Scene I.—A Room in Sir Peter Teazle’s House.

Enter Sir Peter Teazle, Sir Oliver Surface, and Rowley.

Sir Pet. Well, then, we will see this fellow first, and have our wine afterwards. But how is this, Master Rowley? I don’t see the jest of your scheme.

Row. Why, sir, this Mr. Stanley, whom I was speaking of, is nearly related to them by their mother. He was once a merchant in Dublin, but has been ruined by a series of undeserved misfortunes. He has applied, by letter, since his confinement, both to Mr. Surface and Charles: from the former he has received nothing but evasive promises of future service, while Charles has done all that his extravagance has left him power to do; and he is, at this time, endeavouring to raise a sum of money, part of which, in the midst of his own distresses, I know he intends for the service of poor Stanley.

Sir Oliv. Ah! he is my brother’s son.

Sir. Pet. Well, but how is Sir Oliver personally to—

Row. Why, sir, I will inform Charles and his brother that Stanley has obtained permission to apply personally to his friends; and, as they have neither of them ever seen him, let Sir Oliver assume his character, and he will have a fair opportunity of judging, at least, of the benevolence of their dispositions: and believe me, sir, you will find in the youngest brother one who, in the midst of folly and dissipation, has still, as our immortal bard expresses it,—

        “a heart to pity, and a hand
Open as day, for melting charity.”

Sir Pet. Psha! What signifies his having an open hand or purse either, when he has nothing left to give? Well, well, make the trial, if you please. But where is the fellow whom you brought for Sir Oliver to examine, relative to Charles’s affairs?
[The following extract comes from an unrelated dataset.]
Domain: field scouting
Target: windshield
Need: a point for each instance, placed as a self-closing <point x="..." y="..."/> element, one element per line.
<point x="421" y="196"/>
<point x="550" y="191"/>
Row. Below, waiting his commands, and no one can give him better intelligence.—This, Sir Oliver, is a friendly Jew, who, to do him justice, has done everything in his power to bring your nephew to a proper sense of his extravagance.

Sir Pet. Pray let us have him in.

Row. Desire Mr. Moses to walk upstairs.

[Calls to Servant.

Sir Pet. But, pray, why should you suppose he will speak the truth?

Row. Oh, I have convinced him that he has no chance of recovering certain sums advanced to Charles but through the bounty of Sir Oliver, who he knows is arrived; so that you may depend on his fidelity to his own interests. I have also another evidence in my power, one Snake, whom I have detected in a matter little short of forgery, and shall shortly produce to remove some of your prejudices, Sir Peter, relative to Charles and Lady Teazle.

Sir Pet. I have heard too much on that subject.

Row Here comes the honest Israelite.

Enter Moses.

—This is Sir Oliver.

Sir Oliv. Sir, I understand you have lately had great dealings with my nephew Charles.

  By PanEris using Melati.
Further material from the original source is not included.